Naquela tarde ensolarada, dentro do ônibus urbano, condenado a vestir roupa social, Antônio afrouxou a gravata (sonhando com a possibilidade de usar camiseta, bermuda e chinelos no final de semana). Embora o ambiente fosse opressivo (Antônio, dentro do ônibus, sempre se sentia mais apertado que sardinha em lata), aproveitou a oportunidade para filosofar um pouco: fez, para si mesmo, um breve balanço dos malabarismos necessários para driblar as misérias da condição humana.

Essa, digamos, divagação foi interrompida por um alvoroço, lá no fundo da “circular”.

Um rapaz, aproximadamente uns 20 anos, sem qualquer motivo aparente, começou a cantar. A voz era desafinada, alternando momentos de calma e de agitação. Os versos da música eram ininteligíveis. Talvez fosse uma espécie de inglês macarrônico, talvez fossem palavras similares às que escutava, um fio escorria do seu ouvido. Foi isso o que Antônio imaginou estar acontecendo.

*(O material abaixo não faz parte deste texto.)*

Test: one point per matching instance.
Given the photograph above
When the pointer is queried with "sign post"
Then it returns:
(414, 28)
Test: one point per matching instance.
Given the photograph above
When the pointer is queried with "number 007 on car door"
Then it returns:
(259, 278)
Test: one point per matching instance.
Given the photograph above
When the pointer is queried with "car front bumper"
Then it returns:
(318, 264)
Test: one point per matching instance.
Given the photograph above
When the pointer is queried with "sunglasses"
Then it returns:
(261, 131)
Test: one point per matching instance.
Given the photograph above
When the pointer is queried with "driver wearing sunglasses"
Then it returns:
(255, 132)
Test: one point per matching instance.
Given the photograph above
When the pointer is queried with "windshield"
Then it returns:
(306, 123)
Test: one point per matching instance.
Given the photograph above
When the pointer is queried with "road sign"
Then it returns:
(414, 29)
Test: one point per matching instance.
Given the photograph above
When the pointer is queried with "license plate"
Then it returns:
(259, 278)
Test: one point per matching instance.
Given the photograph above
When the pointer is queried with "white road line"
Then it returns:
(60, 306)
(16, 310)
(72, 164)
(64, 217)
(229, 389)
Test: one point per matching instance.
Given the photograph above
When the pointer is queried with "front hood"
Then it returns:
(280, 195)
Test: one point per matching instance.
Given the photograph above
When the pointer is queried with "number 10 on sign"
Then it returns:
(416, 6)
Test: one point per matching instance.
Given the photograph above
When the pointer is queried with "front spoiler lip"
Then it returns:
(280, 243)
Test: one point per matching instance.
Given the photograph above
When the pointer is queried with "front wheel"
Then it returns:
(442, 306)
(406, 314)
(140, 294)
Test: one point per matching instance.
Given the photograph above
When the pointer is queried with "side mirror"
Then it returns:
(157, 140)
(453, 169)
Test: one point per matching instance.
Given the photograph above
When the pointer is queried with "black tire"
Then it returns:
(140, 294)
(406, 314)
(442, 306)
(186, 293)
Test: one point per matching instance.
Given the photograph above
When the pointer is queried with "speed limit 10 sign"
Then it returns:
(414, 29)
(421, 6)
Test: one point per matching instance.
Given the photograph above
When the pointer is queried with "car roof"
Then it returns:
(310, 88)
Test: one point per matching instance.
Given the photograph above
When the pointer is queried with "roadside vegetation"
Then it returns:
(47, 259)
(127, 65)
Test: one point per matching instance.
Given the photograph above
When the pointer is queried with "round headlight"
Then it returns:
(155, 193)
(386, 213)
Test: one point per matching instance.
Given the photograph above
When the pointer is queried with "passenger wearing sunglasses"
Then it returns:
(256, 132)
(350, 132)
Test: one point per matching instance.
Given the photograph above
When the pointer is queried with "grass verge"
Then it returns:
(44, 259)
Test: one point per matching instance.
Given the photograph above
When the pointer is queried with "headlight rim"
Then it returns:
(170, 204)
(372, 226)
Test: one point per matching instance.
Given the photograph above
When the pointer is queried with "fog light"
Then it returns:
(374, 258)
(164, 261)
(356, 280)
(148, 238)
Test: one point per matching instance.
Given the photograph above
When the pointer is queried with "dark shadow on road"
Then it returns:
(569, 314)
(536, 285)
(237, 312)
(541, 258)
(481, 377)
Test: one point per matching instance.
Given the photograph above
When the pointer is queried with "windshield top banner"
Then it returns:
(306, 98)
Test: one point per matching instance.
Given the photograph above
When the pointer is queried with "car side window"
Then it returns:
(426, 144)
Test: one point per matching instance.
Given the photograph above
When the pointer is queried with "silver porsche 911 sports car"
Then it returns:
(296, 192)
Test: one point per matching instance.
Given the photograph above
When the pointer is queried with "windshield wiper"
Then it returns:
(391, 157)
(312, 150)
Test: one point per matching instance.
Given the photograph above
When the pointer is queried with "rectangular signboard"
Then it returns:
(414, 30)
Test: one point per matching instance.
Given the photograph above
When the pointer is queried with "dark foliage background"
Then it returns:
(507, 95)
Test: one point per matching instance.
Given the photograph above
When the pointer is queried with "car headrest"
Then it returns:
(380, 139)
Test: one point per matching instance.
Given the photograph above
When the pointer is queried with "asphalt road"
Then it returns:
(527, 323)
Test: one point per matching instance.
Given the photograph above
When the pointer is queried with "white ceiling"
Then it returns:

A primeira vez que o rapaz cantou, quase todos os passageiros foram tomados por um sentimento de benevolência – a forma com que as pessoas “normais” desculpam os distraídos (evidentemente “aquilo” só podia estar acontecendo por distração).

Na segunda vez, as reações mudaram. O que antes era tolerância se transformou em irritação: várias reclamações foram ouvidas. O cobrador também se somou aos descontentes e fez um comentário, em voz alta, sobre as pessoas que não possuem “desconfiometro”.

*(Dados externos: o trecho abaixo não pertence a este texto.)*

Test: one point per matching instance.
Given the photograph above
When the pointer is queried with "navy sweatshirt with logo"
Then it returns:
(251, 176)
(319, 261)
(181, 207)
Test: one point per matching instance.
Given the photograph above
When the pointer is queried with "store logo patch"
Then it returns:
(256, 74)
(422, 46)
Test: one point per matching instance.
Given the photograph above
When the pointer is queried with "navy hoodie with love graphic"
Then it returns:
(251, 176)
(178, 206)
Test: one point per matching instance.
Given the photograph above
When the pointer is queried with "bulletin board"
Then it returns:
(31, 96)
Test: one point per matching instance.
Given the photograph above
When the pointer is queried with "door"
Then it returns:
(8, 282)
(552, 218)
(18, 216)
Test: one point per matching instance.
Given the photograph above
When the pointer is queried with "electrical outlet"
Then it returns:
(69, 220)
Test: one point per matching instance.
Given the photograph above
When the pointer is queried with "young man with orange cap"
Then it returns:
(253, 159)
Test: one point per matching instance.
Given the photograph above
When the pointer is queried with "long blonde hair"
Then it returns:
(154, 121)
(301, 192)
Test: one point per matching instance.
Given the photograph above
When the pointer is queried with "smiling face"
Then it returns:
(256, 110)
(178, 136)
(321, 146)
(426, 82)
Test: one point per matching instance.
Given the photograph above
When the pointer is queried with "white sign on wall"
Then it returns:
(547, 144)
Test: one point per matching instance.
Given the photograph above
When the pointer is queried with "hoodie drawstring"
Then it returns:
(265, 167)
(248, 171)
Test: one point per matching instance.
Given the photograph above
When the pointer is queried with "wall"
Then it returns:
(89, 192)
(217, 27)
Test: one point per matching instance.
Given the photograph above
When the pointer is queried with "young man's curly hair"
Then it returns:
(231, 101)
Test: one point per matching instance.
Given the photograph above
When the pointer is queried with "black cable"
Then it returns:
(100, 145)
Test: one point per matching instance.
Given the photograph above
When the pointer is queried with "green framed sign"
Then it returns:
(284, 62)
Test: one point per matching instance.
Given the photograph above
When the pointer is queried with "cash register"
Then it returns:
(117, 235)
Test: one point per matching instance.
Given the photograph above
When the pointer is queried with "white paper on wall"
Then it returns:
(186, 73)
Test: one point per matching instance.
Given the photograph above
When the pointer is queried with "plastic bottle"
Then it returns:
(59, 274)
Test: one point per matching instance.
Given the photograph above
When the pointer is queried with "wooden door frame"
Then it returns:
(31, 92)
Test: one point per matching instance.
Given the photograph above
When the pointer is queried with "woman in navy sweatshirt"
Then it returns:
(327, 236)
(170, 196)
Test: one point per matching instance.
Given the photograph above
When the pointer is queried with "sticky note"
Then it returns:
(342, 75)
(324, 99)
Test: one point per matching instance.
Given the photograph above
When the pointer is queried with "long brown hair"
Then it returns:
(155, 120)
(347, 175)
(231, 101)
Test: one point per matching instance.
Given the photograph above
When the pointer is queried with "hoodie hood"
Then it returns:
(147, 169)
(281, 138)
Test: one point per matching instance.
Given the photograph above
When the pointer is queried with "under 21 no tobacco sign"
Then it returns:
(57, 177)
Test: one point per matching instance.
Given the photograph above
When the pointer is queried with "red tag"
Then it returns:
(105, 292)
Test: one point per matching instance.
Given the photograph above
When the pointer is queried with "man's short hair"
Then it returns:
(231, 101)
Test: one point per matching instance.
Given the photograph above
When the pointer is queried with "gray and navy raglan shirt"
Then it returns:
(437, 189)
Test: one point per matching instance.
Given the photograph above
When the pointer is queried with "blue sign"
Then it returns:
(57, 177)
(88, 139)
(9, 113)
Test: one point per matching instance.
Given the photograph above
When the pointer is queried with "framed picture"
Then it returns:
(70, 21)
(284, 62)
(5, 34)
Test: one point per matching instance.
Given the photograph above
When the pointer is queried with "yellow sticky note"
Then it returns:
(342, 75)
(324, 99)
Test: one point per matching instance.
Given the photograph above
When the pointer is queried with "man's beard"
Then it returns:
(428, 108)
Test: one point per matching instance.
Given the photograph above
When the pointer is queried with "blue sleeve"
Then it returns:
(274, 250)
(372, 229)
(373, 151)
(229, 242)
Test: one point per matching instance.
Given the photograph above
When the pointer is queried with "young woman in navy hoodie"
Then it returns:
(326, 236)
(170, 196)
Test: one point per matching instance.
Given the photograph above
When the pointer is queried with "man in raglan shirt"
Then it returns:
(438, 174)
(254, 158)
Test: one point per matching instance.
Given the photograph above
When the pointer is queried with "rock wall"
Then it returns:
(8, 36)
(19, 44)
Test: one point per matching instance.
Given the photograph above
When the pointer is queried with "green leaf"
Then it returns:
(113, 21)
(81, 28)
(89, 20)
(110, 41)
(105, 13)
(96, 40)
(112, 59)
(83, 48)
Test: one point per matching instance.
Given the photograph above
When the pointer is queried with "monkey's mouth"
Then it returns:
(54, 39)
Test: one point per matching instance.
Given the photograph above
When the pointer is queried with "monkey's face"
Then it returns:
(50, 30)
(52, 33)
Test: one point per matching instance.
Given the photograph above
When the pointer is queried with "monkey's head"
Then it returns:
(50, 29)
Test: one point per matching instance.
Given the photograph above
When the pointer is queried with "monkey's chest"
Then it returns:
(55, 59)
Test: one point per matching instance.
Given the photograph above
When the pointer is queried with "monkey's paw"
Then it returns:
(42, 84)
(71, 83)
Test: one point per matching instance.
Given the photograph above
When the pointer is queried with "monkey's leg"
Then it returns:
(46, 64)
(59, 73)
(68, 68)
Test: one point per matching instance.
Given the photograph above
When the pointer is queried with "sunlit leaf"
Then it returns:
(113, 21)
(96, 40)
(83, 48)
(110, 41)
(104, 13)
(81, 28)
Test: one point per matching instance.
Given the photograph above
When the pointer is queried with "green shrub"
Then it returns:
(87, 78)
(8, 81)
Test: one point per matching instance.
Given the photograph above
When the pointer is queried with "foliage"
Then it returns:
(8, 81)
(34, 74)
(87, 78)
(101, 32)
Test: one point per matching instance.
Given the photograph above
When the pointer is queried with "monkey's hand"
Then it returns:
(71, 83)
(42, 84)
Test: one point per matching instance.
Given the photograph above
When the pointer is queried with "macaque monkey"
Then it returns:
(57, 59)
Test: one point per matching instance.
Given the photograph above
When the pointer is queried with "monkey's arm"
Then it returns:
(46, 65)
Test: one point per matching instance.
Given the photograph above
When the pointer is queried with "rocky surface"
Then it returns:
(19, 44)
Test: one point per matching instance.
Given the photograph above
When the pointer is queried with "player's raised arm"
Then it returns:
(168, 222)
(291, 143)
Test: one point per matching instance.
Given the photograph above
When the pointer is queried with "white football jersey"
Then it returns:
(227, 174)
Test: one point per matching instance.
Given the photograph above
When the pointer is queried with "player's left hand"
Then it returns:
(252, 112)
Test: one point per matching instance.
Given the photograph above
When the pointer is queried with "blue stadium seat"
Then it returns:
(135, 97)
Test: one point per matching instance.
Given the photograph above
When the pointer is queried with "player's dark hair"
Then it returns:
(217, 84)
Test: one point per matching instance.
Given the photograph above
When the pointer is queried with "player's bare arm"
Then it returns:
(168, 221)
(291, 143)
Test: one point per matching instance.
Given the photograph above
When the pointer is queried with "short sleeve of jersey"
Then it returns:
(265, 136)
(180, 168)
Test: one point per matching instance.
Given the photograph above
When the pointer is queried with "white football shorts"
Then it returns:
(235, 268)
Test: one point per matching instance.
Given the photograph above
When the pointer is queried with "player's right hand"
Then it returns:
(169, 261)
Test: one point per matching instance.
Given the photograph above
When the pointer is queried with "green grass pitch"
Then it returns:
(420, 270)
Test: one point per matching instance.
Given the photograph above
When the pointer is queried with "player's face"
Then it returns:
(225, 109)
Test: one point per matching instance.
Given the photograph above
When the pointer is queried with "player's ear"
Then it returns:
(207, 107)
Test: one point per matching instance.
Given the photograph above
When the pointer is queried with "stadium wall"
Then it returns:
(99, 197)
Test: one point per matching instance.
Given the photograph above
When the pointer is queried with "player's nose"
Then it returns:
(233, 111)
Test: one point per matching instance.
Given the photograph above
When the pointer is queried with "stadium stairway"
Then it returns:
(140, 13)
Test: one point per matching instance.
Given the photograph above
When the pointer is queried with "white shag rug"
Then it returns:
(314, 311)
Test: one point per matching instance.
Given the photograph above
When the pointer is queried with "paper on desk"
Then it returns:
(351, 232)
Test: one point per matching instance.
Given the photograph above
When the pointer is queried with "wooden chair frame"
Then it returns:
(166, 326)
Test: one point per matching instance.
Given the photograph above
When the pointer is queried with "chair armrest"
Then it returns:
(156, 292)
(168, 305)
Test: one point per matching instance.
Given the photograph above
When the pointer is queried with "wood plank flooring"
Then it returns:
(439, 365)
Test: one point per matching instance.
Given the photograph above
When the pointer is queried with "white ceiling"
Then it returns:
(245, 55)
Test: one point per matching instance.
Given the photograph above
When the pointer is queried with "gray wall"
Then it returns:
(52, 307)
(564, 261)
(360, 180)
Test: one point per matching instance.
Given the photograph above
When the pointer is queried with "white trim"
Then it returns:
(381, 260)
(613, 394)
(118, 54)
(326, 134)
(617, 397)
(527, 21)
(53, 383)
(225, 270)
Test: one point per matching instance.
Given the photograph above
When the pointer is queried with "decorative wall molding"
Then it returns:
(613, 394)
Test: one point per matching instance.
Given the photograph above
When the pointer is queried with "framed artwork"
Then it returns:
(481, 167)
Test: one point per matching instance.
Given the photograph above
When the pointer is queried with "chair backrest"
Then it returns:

O rapaz continuou a cantoria, como se quisesse causar confusão, como se ambicionasse preencher o desconforto. Parecia estar em outra freqüência, em outro mundo – os óculos escuros que usava era um isolante contra o ódio (câncer que estava corroendo as entranhas dos demais passageiros).

Uma moça chegou a diagnosticar:

— Esse cara deve estar com muitos problemas. Uma pessoa, quando faz esse tipo de coisa, só pode estar muito carente, na beira do desespero. 

Uns dez minutos, quando o ônibus chegou ao terminal, o rapaz desembarcou e sumiu no meio da multidão. Antônio, por algum motivo que até hoje ainda não conseguiu entender, passou o resto do dia ouvindo blues.